Plugging in these values, we get:
100,000 = PMT x ((1 + 0.06/4)^(4*36) - 1) / (0.06/4)
Simplifying, we get:
100,000 = PMT x (1.06^36 - 1) / 0.015
100,000 = PMT x 49.3039
Dividing both sides by 49.3039, we get:
PMT = 100,000 / 49.3039
PMT ≈ $2,028.69
Therefore, Rollo Company must pay approximately $2,028.69 per quarter in order to have $100,000 at the end of 9 years.
To find out how much Rollo Company must pay each period to have $100,000 at the end of 9 years, we can use the formula for compound interest:
A = P(1 + r/n)^(nt)
Where:
A = Final amount
P = Principal amount (initial loan)
r = Annual interest rate (as a decimal)
n = Number of times interest is compounded per year
t = Number of years
In this case, the final amount A is the desired value of $100,000, the principal amount P is the loan amount, the annual interest rate r is 6% (or 0.06), the number of times interest is compounded per year n is 4 (quarterly), and the number of years t is 9.
The equation becomes:
100,000 = P(1 + 0.06/4)^(4*9)
Now, we can rearrange the equation to solve for P (the periodic payment amount):
P = 100,000 / (1 + 0.06/4)^(4*9)
Calculating this equation will give us the periodic payment amount that Rollo Company must pay to have $100,000 at the end of 9 years.

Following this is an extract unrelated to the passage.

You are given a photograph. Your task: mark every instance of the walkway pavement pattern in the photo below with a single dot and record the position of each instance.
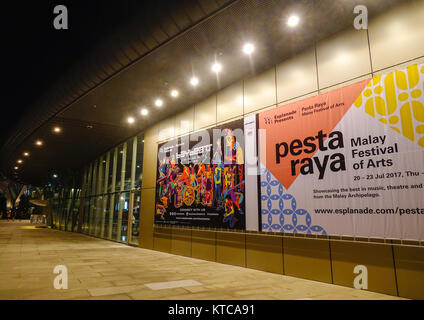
(100, 269)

To find out how much Rollo Company must pay each period to have $100,000 at the end of 9 years with a 6% interest rate compounded quarterly, we can use the formula for compound interest:
A = P * (1 + r/n)^(nt)
Where:
A = the future value of the loan (which is $100,000)
P = the principal amount of the loan (unknown)
r = the annual interest rate (6% or 0.06)
n = the number of times interest is compounded per year (quarterly, so 4)
t = the number of years (9)
We need to solve for P, the principal amount, so we'll rearrange the formula:
P = A / (1 + r/n)^(nt)
Now let's substitute the known values into the formula:
P = $100,000 / (1 + 0.06/4)^(4*9)
Calculating inside the parentheses:
P = $100,000 / (1 + 0.015)^(36)
Now we can simplify the equation:
P = $100,000 / (1.015)^(36)
Using a calculator or spreadsheet, calculate:
P ≈ $100,000 / (1.641)
Therefore, Rollo Company must pay approximately $60,887.38 each period to have $100,000 at the end of 9 years.